The terms demyelination disorders and nerve demyelination are often used to describe the symptoms that occur from loss of myelin, a protective sheath around the nerves. The body’s immune system attacks the myelin and starts destroying it. This loss can cause a reduction or complete loss of electrical signals from the brain to the nerves in question, and in some cases the nerves wither away completely.
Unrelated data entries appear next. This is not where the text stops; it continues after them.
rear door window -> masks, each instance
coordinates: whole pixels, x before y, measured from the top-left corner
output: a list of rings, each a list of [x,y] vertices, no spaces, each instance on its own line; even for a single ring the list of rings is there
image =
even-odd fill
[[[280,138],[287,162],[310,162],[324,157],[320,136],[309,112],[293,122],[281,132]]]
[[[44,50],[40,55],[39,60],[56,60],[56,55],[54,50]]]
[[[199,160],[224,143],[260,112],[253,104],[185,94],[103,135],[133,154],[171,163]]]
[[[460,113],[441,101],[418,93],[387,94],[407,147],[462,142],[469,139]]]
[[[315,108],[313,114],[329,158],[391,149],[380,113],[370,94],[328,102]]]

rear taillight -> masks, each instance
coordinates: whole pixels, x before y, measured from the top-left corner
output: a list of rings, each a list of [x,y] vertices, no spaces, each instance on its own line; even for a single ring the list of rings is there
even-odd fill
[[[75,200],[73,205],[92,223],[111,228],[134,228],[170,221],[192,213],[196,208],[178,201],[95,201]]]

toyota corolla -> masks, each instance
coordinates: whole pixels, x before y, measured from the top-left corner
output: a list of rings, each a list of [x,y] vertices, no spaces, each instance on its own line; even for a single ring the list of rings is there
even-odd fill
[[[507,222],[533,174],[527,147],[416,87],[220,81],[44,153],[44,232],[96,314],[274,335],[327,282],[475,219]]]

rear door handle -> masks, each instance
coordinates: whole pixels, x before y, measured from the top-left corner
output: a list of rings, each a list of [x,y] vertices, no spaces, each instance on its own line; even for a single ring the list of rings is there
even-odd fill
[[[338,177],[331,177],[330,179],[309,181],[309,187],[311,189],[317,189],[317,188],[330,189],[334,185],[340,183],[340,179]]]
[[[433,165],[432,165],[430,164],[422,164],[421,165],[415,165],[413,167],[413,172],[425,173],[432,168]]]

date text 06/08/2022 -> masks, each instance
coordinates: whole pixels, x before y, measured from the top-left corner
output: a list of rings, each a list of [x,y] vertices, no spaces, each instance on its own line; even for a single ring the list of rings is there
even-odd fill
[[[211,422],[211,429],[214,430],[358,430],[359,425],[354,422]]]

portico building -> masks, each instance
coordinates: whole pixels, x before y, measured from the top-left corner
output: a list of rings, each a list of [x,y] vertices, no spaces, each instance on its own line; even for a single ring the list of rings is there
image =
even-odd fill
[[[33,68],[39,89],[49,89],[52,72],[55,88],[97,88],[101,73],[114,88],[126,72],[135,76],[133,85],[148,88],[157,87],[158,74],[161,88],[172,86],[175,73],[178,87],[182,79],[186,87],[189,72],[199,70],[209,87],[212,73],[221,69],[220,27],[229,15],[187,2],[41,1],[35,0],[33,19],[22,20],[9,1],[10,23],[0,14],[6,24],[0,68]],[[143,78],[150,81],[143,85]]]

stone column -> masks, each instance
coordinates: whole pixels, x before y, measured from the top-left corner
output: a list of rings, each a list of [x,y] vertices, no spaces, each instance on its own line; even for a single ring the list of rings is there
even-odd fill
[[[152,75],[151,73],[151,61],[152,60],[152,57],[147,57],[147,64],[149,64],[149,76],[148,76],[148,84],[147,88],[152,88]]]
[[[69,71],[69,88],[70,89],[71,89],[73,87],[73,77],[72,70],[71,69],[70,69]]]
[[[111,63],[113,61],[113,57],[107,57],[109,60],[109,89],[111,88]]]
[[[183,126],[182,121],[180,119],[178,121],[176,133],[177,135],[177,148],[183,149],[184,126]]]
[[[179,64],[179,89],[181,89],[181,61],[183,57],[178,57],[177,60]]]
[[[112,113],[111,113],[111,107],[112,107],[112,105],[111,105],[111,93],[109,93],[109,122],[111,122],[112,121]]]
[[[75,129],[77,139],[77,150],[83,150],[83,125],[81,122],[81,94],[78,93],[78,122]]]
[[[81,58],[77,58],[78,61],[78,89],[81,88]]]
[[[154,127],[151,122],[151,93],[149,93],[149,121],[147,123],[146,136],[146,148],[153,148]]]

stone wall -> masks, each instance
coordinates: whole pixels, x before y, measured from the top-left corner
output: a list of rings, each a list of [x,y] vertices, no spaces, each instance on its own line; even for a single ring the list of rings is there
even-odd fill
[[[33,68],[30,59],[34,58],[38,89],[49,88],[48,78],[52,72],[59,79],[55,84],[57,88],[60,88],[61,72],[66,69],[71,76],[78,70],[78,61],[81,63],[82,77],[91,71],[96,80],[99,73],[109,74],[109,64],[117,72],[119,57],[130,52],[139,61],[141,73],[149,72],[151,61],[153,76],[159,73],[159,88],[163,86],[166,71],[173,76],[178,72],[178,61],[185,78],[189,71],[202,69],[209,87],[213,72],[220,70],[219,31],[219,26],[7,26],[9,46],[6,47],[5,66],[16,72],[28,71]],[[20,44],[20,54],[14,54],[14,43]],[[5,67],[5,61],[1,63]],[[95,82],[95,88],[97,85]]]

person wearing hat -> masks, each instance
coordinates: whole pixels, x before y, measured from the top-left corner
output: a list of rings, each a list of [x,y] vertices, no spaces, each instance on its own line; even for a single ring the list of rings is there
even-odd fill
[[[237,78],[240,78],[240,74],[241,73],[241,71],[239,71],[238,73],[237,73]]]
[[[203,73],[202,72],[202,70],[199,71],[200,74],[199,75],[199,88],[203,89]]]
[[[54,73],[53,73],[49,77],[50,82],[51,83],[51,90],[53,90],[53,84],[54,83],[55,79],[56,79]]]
Effects and symptoms of Nerve Demyelination


The symptoms arising from nerve demyelination are loss of sensitivity, numbness in the limbs, muscle weakness, problems in speech, visual problems, difficulty in coordination and balance, bladder and bowel difficulties and cognitive difficulties of varying degrees. This may affect a patient psychologically, as normal everyday tasks become very difficult. They could also be overwhelmed with a sense of helplessness, because of the inability to have control over mental tasks. Some patients slip into a depression and may require counseling to help them accept this condition.


Treatment for Demyelination Disorders


Treatment for demyelination disorders includes improved nutrition, steroids, physical therapies, plasma exchange, immunotherapy, bone marrow transplants, protein antigens and medication. These could include antidepressants and anticonvulsants for spastic behavior.

The damage that has already occurred to nerves due to nerve demyelination cannot be reversed. The available treatment is aimed at preventing further demyelination and subsequent damage to nerves along with correction to the immune disorder. It primarily attempts to ensure that demyelination disorders do not worsen but it can also help strengthen the adaptive mechanism in the body. This can allow the patient to retain some level of control over the disease and the symptoms that is displayed.

Physical therapies focus mainly on reducing the stiffness of muscles and the amount of effort needed to perform an action, as well as maintaining muscle strength which in turn can help with basic motor functions and balance. The main treatment for demyelination disorders consists mostly of intravenous corticosteroids, adrenocorticotrophic hormone and its analogs. Plasma exchange, though successful in some patients, has not been able to provide any visual outcome in patients suffering from nerve demyelination. There are also many alternative therapies available. However, these do not have any medical backing.


Coping with Demyelination Disorders


Invariably, this will require the person to adapt a lifestyle change to factor in the limitations this condition brings about. Along with the medication and lifestyle change, a positive attitude plays a crucial role in helping the person lead a fulfilling life.